Rather it is a more fundamental issue: how is it that two comics writers of nearly the same generation, with such a clear overlap in interests, who grew up a mere three-hundred-and-forty miles apart – no greater than the distance from New York to DC – a mere seven years in age difference (no larger than the age difference between J.R.R. Tolkien and C.S. Lewis) are not friends and have not a hint of warmth in their relationship? This is almost as improbable as Morrissey and Robert Smith hating each other’s guts.

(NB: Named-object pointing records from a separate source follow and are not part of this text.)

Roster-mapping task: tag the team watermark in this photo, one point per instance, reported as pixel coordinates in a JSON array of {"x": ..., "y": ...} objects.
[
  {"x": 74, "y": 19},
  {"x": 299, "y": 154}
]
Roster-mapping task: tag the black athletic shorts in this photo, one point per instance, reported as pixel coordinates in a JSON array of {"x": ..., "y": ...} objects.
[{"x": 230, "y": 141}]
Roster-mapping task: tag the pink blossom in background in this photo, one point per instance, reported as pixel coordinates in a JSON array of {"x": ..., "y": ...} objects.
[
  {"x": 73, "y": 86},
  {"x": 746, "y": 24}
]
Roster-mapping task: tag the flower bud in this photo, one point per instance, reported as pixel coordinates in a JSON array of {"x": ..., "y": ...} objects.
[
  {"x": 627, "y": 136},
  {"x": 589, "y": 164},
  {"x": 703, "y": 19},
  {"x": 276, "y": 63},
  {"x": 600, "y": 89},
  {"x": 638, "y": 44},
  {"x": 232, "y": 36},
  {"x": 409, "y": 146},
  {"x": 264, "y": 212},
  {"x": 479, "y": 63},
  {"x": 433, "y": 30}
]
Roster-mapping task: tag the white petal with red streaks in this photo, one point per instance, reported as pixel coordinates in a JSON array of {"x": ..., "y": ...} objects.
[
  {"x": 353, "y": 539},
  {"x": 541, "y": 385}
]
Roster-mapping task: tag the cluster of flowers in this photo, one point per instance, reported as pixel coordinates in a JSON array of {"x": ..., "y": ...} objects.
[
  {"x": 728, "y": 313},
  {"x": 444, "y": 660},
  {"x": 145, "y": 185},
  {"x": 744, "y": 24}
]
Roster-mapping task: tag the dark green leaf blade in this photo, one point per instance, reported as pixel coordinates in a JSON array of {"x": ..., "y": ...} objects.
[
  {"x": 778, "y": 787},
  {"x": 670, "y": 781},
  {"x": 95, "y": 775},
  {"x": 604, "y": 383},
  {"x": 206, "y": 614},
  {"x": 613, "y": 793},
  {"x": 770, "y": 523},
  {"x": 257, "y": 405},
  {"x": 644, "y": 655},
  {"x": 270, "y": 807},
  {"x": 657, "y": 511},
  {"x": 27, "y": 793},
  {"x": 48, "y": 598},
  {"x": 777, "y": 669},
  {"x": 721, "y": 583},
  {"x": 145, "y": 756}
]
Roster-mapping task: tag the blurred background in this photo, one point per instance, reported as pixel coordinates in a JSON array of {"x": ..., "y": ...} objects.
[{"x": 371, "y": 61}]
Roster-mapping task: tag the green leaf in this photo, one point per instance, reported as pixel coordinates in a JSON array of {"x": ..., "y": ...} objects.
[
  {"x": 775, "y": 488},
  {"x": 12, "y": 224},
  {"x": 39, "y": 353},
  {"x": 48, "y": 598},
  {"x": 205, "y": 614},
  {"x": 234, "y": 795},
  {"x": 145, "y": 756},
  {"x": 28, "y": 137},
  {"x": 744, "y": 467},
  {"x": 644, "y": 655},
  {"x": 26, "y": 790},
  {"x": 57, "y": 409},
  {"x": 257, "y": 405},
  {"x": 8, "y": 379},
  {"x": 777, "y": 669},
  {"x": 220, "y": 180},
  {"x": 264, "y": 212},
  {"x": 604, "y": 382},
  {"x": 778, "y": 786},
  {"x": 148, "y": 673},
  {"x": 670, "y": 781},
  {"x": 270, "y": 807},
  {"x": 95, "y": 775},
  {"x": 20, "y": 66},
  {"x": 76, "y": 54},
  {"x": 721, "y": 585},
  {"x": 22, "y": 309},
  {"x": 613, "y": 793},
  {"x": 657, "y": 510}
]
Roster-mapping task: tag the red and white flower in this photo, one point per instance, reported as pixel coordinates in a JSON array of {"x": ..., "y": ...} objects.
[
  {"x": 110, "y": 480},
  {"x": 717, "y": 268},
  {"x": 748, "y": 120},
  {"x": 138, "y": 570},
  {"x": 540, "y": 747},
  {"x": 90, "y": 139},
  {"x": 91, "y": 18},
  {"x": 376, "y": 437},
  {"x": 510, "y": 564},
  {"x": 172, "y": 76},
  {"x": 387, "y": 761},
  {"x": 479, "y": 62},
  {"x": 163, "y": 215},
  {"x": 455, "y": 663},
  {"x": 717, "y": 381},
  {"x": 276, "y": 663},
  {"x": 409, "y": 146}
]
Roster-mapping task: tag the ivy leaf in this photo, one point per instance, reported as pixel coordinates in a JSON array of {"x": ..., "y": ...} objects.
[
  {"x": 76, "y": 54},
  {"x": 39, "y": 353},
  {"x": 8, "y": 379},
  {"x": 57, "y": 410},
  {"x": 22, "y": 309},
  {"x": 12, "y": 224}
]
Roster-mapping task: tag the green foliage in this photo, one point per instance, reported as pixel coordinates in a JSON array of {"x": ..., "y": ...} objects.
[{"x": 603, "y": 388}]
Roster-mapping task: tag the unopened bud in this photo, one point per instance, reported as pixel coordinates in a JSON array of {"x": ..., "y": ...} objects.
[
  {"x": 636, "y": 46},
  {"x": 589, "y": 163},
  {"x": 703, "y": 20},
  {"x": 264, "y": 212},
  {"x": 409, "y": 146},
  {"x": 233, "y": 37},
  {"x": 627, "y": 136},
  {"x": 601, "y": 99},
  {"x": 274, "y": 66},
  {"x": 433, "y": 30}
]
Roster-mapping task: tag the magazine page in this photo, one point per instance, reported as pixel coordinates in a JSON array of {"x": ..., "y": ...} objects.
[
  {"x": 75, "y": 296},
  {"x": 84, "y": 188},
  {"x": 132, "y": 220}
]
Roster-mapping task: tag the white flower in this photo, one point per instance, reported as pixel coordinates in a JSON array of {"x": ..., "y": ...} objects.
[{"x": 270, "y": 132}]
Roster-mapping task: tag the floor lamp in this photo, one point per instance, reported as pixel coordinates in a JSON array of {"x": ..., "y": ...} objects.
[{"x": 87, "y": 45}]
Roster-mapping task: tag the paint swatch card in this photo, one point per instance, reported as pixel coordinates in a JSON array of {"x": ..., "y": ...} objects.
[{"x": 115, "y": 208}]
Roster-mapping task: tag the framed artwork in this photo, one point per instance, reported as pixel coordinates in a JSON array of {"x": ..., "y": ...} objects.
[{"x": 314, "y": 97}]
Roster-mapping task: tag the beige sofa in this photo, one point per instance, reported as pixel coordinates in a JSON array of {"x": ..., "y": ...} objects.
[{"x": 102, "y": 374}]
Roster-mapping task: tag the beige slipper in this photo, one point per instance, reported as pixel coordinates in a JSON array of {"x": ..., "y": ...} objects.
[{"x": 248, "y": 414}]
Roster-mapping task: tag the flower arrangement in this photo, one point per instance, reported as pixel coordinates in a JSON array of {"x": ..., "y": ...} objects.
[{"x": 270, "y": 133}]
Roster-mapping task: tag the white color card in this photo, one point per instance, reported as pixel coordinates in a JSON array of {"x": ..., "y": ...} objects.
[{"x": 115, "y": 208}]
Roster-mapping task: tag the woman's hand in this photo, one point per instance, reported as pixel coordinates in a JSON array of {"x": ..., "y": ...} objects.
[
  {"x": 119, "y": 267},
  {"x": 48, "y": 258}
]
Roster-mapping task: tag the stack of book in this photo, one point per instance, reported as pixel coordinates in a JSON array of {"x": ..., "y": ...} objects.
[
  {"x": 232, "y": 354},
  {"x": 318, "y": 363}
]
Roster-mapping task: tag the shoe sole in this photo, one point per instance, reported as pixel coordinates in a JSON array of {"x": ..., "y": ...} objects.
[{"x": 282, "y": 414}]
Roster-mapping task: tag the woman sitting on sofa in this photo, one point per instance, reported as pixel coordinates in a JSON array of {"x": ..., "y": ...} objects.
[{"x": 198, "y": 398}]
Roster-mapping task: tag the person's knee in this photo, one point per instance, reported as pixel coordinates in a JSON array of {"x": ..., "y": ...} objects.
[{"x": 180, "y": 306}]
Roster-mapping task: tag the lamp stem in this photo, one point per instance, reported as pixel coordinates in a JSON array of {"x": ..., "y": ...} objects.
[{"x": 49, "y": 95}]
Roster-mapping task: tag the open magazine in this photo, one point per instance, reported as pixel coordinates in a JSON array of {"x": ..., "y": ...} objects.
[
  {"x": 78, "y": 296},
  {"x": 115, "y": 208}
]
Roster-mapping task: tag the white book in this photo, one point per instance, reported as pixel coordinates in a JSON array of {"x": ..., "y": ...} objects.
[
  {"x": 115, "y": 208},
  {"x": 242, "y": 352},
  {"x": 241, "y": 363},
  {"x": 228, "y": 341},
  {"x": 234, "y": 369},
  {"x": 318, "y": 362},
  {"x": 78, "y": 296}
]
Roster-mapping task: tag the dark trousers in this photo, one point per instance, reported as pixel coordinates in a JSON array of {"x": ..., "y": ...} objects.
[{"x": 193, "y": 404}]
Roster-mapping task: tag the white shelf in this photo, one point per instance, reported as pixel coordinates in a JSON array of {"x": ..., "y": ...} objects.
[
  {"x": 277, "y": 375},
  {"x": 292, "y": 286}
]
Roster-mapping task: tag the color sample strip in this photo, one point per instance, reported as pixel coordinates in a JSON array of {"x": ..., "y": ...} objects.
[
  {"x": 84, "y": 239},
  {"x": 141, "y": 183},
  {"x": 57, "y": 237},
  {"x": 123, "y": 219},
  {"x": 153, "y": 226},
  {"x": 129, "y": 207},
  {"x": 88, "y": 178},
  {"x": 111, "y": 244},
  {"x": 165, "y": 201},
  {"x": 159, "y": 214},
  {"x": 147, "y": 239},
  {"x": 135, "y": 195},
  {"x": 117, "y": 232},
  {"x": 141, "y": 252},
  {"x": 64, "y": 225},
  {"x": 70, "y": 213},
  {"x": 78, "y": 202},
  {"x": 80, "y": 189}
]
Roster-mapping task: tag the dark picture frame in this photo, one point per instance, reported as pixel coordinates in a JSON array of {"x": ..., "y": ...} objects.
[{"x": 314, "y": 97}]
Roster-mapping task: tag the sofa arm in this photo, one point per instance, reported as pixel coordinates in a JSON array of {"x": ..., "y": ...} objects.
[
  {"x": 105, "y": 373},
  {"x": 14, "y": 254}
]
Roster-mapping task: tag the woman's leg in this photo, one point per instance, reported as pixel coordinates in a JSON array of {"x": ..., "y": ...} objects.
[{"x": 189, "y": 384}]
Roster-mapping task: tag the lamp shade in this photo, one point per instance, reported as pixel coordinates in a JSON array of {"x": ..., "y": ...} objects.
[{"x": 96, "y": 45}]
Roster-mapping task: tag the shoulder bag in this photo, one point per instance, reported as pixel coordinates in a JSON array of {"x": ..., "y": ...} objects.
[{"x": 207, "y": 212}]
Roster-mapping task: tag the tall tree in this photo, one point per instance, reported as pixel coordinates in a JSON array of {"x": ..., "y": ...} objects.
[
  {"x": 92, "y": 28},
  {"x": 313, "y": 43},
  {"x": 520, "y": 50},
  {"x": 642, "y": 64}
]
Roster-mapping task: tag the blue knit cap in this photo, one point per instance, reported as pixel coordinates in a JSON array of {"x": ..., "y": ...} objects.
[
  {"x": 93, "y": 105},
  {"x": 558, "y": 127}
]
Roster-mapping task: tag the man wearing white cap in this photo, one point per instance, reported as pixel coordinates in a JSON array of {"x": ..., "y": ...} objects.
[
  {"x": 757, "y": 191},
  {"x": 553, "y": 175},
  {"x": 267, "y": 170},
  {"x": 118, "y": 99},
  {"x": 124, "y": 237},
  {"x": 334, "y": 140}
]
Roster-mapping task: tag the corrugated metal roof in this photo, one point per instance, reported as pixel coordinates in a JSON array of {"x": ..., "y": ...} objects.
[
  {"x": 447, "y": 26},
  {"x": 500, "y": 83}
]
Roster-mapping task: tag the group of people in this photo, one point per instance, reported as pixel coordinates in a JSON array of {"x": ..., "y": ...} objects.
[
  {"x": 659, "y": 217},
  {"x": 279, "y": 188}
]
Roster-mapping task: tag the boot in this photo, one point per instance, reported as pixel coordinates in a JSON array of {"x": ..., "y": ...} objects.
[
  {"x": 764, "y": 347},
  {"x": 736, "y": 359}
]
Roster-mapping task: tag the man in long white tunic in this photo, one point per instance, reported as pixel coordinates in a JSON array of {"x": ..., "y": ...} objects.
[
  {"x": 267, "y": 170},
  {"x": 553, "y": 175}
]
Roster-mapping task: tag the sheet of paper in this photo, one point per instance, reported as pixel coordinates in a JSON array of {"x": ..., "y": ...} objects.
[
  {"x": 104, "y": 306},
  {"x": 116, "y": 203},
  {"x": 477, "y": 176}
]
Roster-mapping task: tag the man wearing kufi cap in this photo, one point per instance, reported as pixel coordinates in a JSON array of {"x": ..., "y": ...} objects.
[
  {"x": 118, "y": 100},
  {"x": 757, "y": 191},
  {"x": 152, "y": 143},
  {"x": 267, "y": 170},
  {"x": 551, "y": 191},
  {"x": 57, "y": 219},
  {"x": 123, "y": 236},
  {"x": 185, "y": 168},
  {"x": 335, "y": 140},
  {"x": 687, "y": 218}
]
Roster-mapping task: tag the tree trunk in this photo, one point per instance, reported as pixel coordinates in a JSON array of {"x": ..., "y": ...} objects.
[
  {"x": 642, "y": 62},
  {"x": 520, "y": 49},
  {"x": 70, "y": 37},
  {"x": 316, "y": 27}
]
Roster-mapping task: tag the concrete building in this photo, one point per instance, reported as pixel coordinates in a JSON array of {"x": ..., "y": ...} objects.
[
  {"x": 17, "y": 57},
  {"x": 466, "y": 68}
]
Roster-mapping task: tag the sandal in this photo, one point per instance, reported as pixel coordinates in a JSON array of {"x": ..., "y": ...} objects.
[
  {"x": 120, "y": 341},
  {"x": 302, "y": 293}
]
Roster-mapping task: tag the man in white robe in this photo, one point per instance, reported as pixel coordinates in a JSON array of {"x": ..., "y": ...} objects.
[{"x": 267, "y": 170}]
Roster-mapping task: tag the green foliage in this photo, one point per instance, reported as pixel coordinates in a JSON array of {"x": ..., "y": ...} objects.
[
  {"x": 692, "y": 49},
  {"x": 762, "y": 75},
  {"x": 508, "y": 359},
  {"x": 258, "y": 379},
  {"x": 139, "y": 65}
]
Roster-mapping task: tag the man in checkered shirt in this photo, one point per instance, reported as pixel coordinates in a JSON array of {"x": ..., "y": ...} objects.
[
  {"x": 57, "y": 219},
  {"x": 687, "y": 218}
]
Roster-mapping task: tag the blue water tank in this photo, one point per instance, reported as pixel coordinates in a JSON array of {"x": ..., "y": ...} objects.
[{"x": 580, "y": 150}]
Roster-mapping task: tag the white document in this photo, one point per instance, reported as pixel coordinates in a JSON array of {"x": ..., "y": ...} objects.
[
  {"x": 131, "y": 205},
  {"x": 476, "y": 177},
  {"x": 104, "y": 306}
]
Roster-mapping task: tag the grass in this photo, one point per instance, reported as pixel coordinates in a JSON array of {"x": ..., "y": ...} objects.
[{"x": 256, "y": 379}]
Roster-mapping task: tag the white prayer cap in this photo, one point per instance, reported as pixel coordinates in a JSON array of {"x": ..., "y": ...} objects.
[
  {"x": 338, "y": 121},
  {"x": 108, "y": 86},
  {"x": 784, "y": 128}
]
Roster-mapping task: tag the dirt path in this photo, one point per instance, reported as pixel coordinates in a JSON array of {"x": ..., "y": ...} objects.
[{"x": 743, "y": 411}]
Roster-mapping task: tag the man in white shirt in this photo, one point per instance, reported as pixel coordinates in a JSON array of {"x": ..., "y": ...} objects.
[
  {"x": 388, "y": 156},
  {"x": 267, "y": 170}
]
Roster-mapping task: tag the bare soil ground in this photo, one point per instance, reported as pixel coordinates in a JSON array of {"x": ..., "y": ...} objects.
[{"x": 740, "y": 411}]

And yet it is the case. Underneath this fact is a story: one of how the British comics industry unexpectedly produced a small generation of some of the most important writers of the 1980s and 90s, and in turn had a huge cultural legacy in both the US and UK. So much so that the number three grossing movie of all time, Joss Whedon’s The Avengers is massively and documentably indebted to what was, prior to the arrival of people like Alan Moore, Grant Morrison, Warren Ellis, Neil Gaiman, and a constellation of significant (and at times better) but less influential writers, the minor backwater of the lowest order of the British comics industry.
Figure 2: The Thrice-Named Warrior Monk of Glasgow

Within that story there are two figures that appear almost identical to an even casual observer. One, Alan Moore, is a heavily bearded self-proclaimed magician who made his name with DC Comics in 1984 writing Swamp Thing, an envrionmental-themed superhero-horror comic. The other, Grant Morrison, is a bald self-proclaimed magician who made his name with DC Comics in 1988 writing Animal Man, an environmental-themed superhero-horror comic. These two men are not friends. There are sensible reasons for this. Despite their intense similarities, there are fundamental aesthetic differences between Grant Morrison and Alan Moore that place them at diametric opposites of a host of issues with profound social, political, historical, and magical implications. 

This latter adjective is worth remarking upon, as it is central to their differences. Both men believe in a system by which the manipulation of symbols creates material change in the real world. Both explicitly use their creative work in multiple media as an attempt to cause such change. Their comics are magic spells hurled into the culture wars, trying in their own way to reshape reality.